On peut décrire ainsi cette explosion comme un processus complexe, issu de la technique humaine ayant maîtrisé les lois fondamentales de l'univers. Mais l'image qui leur parvint sur l'écran, occultée pour en ôter la luminosité, cette image qui se grava dans leurs mémoires fut tout autre. Le Triton devenait une petite étoile.

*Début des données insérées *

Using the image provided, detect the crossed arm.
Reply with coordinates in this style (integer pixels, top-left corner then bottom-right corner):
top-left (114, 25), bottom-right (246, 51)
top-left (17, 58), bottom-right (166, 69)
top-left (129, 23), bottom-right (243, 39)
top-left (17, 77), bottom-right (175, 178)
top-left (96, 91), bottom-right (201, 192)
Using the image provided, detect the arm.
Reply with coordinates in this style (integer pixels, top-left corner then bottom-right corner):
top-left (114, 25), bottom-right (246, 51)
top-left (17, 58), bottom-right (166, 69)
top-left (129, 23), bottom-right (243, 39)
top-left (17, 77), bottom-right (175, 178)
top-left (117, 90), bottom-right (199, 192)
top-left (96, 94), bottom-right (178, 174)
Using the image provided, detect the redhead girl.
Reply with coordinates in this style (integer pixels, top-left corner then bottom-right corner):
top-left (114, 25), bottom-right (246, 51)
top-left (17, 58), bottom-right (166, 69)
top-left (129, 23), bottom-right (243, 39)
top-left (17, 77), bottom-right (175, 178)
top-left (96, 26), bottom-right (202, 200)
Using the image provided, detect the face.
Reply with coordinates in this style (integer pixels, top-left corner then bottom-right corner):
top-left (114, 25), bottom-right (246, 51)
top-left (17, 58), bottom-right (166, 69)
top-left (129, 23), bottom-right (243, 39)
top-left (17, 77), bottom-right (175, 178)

Il restait encore un peu d'atmosphère sur le vaisseau, qui s'enflamma et transporta l'onde de choc jusqu'à sa coque externe ; le Triton fut parcouru de boursouflures grotesques, qui éclatèrent en bulles de lave, comme les crachats d'un volcan en éruption. Mais la lumière inondait déjà toute l'image, malgré les filtres, et elle rendait les détails du vaisseau impossibles à saisir. L'œil devinait à peine les contours des douze morceaux qui flottaient dans le champ de l'étoile, tels les chevaliers errants après la destruction de la Table Ronde. Le Triton brillait toujours. Il brillerait ainsi jusqu'à avoir consumé entièrement son énergie de fusion, ce qui prendrait plusieurs jours au moins. Les corps déposés dans ce caveau avaient été vaporisés dans le premier dixième de seconde, mais ce flambeau somptueux se poursuivrait, comme un phare pour guider dans la nuit ces âmes orphelines.
« À d'autres rivages » murmura Ek'tan.